Table 2 Novel biomarker concentrations at 0, 24, 48 and 72 h after ROSC according to neurological outcomes at 6 months after cardiac arrest

Poor outcome prediction

The AUC for predicting the poor outcome of NSE was 0.85 or more at all time points except for immediately after ROSC. The highest AUC for S100-B was 24 h after ROSC (0.901), with a cutoff value of 0.18, a sensitivity of 79.0 (95% CI 62.7–90.4), and a specificity of 93.3% (95% CI 77.9–99.2) (Additional file 1: Table S1).

The AUCs for predicting poor neurological outcome after CA of tau were 0.724, 0.767, 0.837, and 0.906 at 0, 24, 48, and 72 h after ROSC, respectively. (Table 3) The cutoff values for tau with 100% specificity were 748, 131, 406, and 698 pg/mL at 0, 24, 48, and 72 h, respectively, and the sensitivities were 11.1 (95% CI 4.2–22.6), 21.1 (95% CI 9.6–37.3), 18.9 (95% CI 8.0–35.2), and 8.3 (95% CI 1.8–22.5). (Table 4.) The AUCs for predicting poor neurological outcome after CA of NFL, GFAP, and UCH-L1 were highest at 72 h after ROSC. The cutoff values of NFL, GFAP, and UCH-L1 with 100% specificity were 690, 1180, and 356.4 pg/mL at 72 h, respectively, with sensitivities of 77.1 (95% CI 59.9–89.6), 54.6 (95% CI 36.4–71.9), and 50 (95% CI 32.9–67.1), respectively.
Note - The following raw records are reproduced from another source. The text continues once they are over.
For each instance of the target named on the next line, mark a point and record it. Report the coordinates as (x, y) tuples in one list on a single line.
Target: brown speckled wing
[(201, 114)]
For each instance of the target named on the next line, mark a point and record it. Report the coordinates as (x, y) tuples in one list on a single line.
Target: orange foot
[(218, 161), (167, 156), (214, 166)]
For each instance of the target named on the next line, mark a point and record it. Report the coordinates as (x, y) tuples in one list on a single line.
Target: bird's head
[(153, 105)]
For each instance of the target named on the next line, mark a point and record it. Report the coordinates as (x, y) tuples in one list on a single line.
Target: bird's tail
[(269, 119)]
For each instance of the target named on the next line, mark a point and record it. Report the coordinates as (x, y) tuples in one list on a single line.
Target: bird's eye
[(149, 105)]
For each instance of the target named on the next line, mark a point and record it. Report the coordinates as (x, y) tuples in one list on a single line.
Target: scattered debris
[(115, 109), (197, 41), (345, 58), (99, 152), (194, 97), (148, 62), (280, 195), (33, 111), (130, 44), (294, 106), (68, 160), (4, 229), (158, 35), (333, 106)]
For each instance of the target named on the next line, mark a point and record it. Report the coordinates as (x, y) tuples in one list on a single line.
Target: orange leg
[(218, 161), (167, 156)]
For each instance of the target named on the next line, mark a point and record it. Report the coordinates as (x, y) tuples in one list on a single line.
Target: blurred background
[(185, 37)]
Table 3 Cutoff values of novel biomarkers with sensitivities, PPVs and NPVs at 0, 24, 48, 72 h after ROSC according to 100% of specificity
Table 4 Sensitivity, specificity, PPV, and NPV of a novel biomarker using the cut-off values of previous studies

One patient in our cohort had Tau of 406 pg/mL, NFL of 4,660 pg/mL GFAP of 9520 pg/mL, and UCH-L1 of 2935 pg/mL at 48 h. And this patient had Tau of 0.298 pg/mL, NFL of 22.8 pg/mL GFAP of 22.5 pg/mL, and UCH-L1 of 39.52 pg/mL at 72 h. This patient was a healthy person with no underlying disease. After receiving TTM treatment with VF arrest, he regained consciousness and showed a good outcome at 6 months after CA. There seems to be a possibility of laboratory error rather than a confounder, but the exact reason is unknown. Caution is required in interpreting the results.

When the cutoff values from the TTM trial substudy were applied to this study, the specificity for predicting poor neurological outcomes of the novel biomarkers was 97.6–100%. The sensitivity of Tau was higher in the TTM substudy compared to this study, the sensitivity of NFL was similar to that of this study, and the sensitivity of GFAP was higher in this study compared to the TTM substudy [9, 12, 21].
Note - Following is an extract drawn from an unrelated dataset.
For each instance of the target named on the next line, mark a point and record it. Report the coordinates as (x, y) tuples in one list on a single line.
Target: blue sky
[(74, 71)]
When the cut-off value of the COMACARE clinical substudy was applied to this study, the specificity of the novel biomarkers except for NFL was 90.5–100%. The sensitivity of Tau was higher in the COMACARE trial substudy than in this study, and the sensitivity of GFAP was higher in this study than in the COMACARE trial substudy. The sensitivity of NFL was similar in the COMACARE clinical trial and in this study, but the specificity was measured at 70.5–93.0% in this study [11, 20].

Good outcome prediction

Tau levels were within the normal range in 45.0–65.1% of patients with good outcomes (specificity) and elevated above normal levels in 79.0–87.8% of poor outcome patients (sensitivity). (Table 5) Normal Tau levels correctly predicted a good outcome in 75.0–84.9% of patients (NPV). NFL levels were within the normal range in 51.2–72.5% of patients with good outcomes and elevated above normal levels in 46.9–97.1% of poor outcome patients. Normal NFL levels correctly predicted a good outcome in 52.7–95.7% of patients.
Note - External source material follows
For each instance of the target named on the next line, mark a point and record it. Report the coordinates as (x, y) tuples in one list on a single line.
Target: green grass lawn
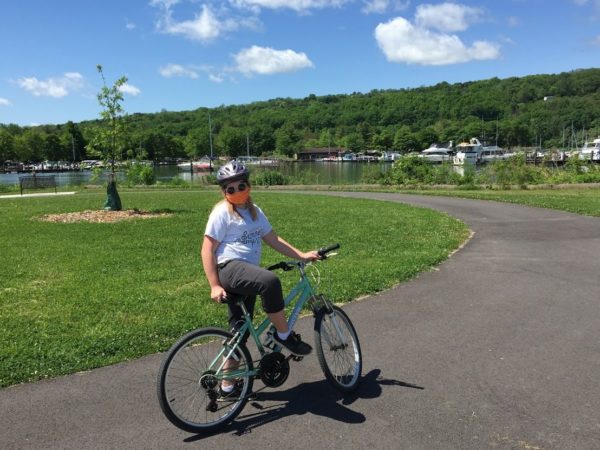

Table 5 Sensitivity, specificity, PPV, and NPV of a novel biomarker for predicting good neurological outcomes using the cut-off values of predefined normal range

There were 23 patients with serum levels of Tau within the normal range between 24 and 72 h, and 3 of them had a poor outcome. One patient died during ECMO treatment due to ARDS after mental recovery after TTM, and one patient died due to unrecovered heart failure despite no hypoxic damage on DWI. One patient had hypoxic damage to basal ganglia at DWI but died of status epilepticus. There were 20 patients with serum levels of NFL within the normal range between 24 and 72 h, and only 1 of them had a poor outcome. This patient died of ARDS after mental recovery mentioned above. There were 3 patients with serum levels of GFAP within the normal range between 24 and 72 h, and they all had a good outcome. There were 50 patients with serum levels of UCH-L1 within the normal range between 24 and 72 h, and 10 of them had a poor outcome.

Discussion

The main finding of this study was that novel biomarkers are a reliable predictor of poor neurological outcomes at 6 months after CA. Cutoffs from two large existing studies (TTM and COMACARE substudy) were applied to this study, resulting in specificity at or close to 100% and sensitivity comparable to the existing studies. This provides clear evidence that these cutoffs are valid for different patient cohorts and laboratories. The AUC for predicting poor neurological outcome was the highest at 72 h after CA for all novel biomarkers. The AUCs for the novel biomarkers were higher than those for conventional biomarkers at 72 h after CA. Among them, the NFL at 72 h after CA had the highest AUC (0.946) and the highest sensitivity (77.1%) with 100% specificity.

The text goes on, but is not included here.